Starting with the lower risk areas means that the best practices scale safely across the organisation, its supply chain, and customer relationships. 

 

Baselining shared goals

Second, leaders should start by setting up conversations between their technical teams, legal teams, and their AI service providers. Agreeing on a baseline of shared goals can be critical to deciding on where to focus and how to minimize risk with AI.

 

Organisations can begin setting guardrails and policies for AI implementation, covering employee use, data sanitisation, in-product disclosures, and moderation capabilities from these shared starting points. Organisations must also be willing to participate in well-tested vulnerability detection and remediation programmes.

 

Choosing the right partner

Third, organisations can benefit from partners who can help them securely adopt AI and ensure they are building on security and privacy best practices. Engaging with expert partners will enable organisations to adopt AI successfully without sacrificing adherence to compliance standards or risking relationships with their customers and stakeholders. 

 

Company and IT leaders’ principal worries over AI and data privacy typically fall into one of three categories:

  1. Needing to identify the data sets they are using to train AI/ML models;
  2. Pinpointing how the organisation is using proprietary data; and, 
  3. Understanding the retention levels of the proprietary data, including model output

The more transparent an organisation’s partner or technology vendor is, the more informed people can be when assessing the business relationship. 

 

Proactive security and contingency planning

Finally, company leaders can create security policies and contingency plans surrounding the use of AI and review how AI services handle proprietary and customer data, including the storage of prompts sent to and outputs received from their AI models. 

 

Without these guardrails for adoption, the potential consequences could seriously impact the safe future adoption of AI. Although AI tools have the undoubted potential to transform companies and their core processes and workflows, they can come with real risks, and technologists and business leaders are responsible for properly managing those risks. 

 

Since UK organisations are still in the earliest stages of embracing AI technologies for daily operations, it is too soon for many to fully assess the broader risks and issues that may require specific guidelines and frameworks.

 

As a result, most UK companies and public bodies have yet to develop standard AI guidelines.
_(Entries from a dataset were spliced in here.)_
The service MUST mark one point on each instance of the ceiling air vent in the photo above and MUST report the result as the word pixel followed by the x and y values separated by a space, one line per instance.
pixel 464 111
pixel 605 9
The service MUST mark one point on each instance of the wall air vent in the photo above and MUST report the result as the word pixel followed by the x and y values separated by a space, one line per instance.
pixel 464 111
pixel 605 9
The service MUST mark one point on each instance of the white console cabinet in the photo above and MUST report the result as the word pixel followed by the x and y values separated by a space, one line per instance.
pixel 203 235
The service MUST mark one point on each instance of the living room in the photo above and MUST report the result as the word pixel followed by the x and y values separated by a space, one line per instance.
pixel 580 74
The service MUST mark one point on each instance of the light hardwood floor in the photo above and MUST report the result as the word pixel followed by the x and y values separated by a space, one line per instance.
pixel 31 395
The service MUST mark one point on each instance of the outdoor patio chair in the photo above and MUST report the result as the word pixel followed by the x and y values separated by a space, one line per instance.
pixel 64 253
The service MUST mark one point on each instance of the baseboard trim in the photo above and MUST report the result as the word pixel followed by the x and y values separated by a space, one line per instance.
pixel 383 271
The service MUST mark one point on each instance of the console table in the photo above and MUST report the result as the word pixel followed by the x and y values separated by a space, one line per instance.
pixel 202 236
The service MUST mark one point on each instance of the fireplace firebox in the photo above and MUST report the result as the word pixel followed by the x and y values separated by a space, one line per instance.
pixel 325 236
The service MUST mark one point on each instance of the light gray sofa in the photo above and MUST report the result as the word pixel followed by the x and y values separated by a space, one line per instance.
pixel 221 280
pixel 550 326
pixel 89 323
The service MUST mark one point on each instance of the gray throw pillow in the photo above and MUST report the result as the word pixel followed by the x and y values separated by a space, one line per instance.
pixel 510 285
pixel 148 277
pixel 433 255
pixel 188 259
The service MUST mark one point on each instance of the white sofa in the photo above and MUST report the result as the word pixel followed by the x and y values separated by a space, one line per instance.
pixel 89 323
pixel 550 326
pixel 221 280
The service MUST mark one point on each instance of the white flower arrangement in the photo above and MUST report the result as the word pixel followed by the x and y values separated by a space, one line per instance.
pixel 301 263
Still, they are already putting legal protections and assurances in place relating to where code is sent, how it is processed, and potential legal recourse for copyright infringement over intellectual property used by generative AI tools. 

 

How leaders in the UK adopt and integrate AI today will directly impact their competitiveness in this very fast-moving field. By thoughtfully and strategically identifying priority areas to incorporate AI, brands can reap the benefits of these tools without creating vulnerabilities, risking adherence to compliance standards, or risking relationships with their vital stakeholders.